Although epoxy resin was used as the resin material for the resin cylinder 1 in this embodiment, it is not limited to epoxy resin, but may also be used such as phenol resin, urea resin, vinyl chloride resin,
It goes without saying that the same effect can be obtained using silicone resin. It goes without saying that the same effect can be obtained even if the cross-sectional shape of the resin cylinder 1 is polygonal, such as a triangle or a quadrangle, in addition to a circle.

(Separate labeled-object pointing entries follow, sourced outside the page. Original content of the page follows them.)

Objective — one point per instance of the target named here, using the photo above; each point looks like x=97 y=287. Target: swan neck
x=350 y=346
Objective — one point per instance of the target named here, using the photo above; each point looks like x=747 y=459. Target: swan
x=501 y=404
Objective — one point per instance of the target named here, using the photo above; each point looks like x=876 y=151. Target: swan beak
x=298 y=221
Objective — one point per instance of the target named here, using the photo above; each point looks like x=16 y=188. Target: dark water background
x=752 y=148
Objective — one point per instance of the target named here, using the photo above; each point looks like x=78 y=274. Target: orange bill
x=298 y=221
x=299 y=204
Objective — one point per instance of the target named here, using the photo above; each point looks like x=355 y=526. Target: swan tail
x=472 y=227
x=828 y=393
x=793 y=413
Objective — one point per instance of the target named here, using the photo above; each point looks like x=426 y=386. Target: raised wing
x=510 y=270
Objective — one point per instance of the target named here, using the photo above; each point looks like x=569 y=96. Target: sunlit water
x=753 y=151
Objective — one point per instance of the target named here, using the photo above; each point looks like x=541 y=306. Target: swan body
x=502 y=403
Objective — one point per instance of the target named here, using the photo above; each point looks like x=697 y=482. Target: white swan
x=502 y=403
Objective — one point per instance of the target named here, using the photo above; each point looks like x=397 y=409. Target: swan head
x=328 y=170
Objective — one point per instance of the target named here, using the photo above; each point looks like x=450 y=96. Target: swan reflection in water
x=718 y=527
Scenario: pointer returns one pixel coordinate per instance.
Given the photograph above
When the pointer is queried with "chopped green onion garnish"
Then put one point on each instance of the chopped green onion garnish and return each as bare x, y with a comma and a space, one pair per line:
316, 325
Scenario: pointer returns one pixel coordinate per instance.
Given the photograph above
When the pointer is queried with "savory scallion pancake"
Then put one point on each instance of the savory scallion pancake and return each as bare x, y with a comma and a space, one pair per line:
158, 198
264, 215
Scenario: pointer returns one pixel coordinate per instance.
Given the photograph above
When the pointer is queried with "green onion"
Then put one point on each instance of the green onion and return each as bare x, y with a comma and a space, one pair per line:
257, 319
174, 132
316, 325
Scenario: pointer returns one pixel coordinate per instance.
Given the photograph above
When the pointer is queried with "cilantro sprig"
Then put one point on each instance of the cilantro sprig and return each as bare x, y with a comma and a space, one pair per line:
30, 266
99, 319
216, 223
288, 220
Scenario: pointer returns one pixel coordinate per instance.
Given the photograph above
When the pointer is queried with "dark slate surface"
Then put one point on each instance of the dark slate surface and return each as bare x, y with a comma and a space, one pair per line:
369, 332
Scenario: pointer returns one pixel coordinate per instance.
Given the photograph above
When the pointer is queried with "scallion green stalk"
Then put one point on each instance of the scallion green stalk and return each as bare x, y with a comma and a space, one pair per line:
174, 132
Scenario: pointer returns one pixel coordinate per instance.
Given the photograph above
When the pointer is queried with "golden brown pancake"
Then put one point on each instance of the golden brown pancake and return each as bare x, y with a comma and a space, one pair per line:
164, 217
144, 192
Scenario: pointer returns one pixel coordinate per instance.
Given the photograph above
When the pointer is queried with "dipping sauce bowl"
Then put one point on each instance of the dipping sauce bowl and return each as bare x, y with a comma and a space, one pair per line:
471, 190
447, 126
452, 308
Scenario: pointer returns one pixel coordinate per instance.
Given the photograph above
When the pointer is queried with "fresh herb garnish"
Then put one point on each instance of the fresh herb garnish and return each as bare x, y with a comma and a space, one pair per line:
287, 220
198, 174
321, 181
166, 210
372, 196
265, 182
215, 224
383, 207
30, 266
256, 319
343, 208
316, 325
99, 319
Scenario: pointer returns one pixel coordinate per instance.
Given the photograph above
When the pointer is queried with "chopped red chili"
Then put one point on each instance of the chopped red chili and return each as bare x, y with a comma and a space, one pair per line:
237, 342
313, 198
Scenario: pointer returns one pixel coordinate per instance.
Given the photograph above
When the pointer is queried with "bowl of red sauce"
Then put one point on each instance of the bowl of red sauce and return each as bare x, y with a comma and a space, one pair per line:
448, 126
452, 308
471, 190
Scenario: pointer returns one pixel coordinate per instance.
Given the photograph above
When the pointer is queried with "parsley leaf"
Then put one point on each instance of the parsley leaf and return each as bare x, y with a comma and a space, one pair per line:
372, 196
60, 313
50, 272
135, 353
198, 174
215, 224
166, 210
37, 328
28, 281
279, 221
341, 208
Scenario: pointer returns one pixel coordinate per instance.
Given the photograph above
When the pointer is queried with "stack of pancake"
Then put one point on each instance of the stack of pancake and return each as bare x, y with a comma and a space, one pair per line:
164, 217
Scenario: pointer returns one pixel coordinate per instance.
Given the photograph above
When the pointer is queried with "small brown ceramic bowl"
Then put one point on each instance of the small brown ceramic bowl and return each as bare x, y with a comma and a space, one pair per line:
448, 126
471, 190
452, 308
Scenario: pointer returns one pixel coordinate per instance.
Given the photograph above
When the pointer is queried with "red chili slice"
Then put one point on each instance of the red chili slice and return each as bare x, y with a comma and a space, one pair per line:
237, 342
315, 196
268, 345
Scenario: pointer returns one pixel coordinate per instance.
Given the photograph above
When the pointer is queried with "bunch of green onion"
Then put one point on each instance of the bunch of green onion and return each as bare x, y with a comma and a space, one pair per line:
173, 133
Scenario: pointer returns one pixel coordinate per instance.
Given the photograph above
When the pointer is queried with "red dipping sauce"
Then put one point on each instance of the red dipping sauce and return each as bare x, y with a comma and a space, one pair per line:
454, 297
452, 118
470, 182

According to the above embodiment, since the electrode layer 3 and the solid electrolyte layer 2 are integrally pressure-molded in the resin cylinder 1, a short circuit occurs between the two electrode layers 3. Therefore, the effect that the holding voltage does not drop rapidly can be obtained.

[0015]

[Effects of the Invention] As is clear from the above examples, the present invention provides a method for manufacturing an all-solid-state voltage memory element having a solid electrolyte layer and electrode layers above and below the solid electrolyte layer. Because the solid electrolyte layer and the two electrode layers sandwiching it are pressure-molded inside the cylinder, it is possible to eliminate short circuits on the sides of the main body of the all-solid-state voltage memory element. Not only can the process of scraping the side surface be omitted, but also the process of sealing the entire body with powder coating is not required, and an all-solid-state voltage memory element with excellent reliability can be manufactured.

[Brief explanation of the drawing]

FIG. 1 is a cross-sectional view showing the structure of an all-solid-state voltage storage element manufactured according to an embodiment of the present invention.

FIG. 2 is a characteristic diagram comparing the storage voltage retention characteristics of an all-solid-state voltage storage element manufactured by an embodiment of the present invention and a conventional manufacturing method.

[Explanation of symbols]

1. Resin cylinder 2 Solid electrolyte layer 3 Electrode layer

Claims (1)

[Claims] 1. A method for manufacturing an all-solid-state voltage memory element comprising an ion-conductive solid electrolyte layer and a pair of electrode layers sandwiching the solid electrolyte layer, wherein the A method for manufacturing an all-solid-state voltage memory element, which comprises press-molding a solid electrolyte layer and an electrode layer.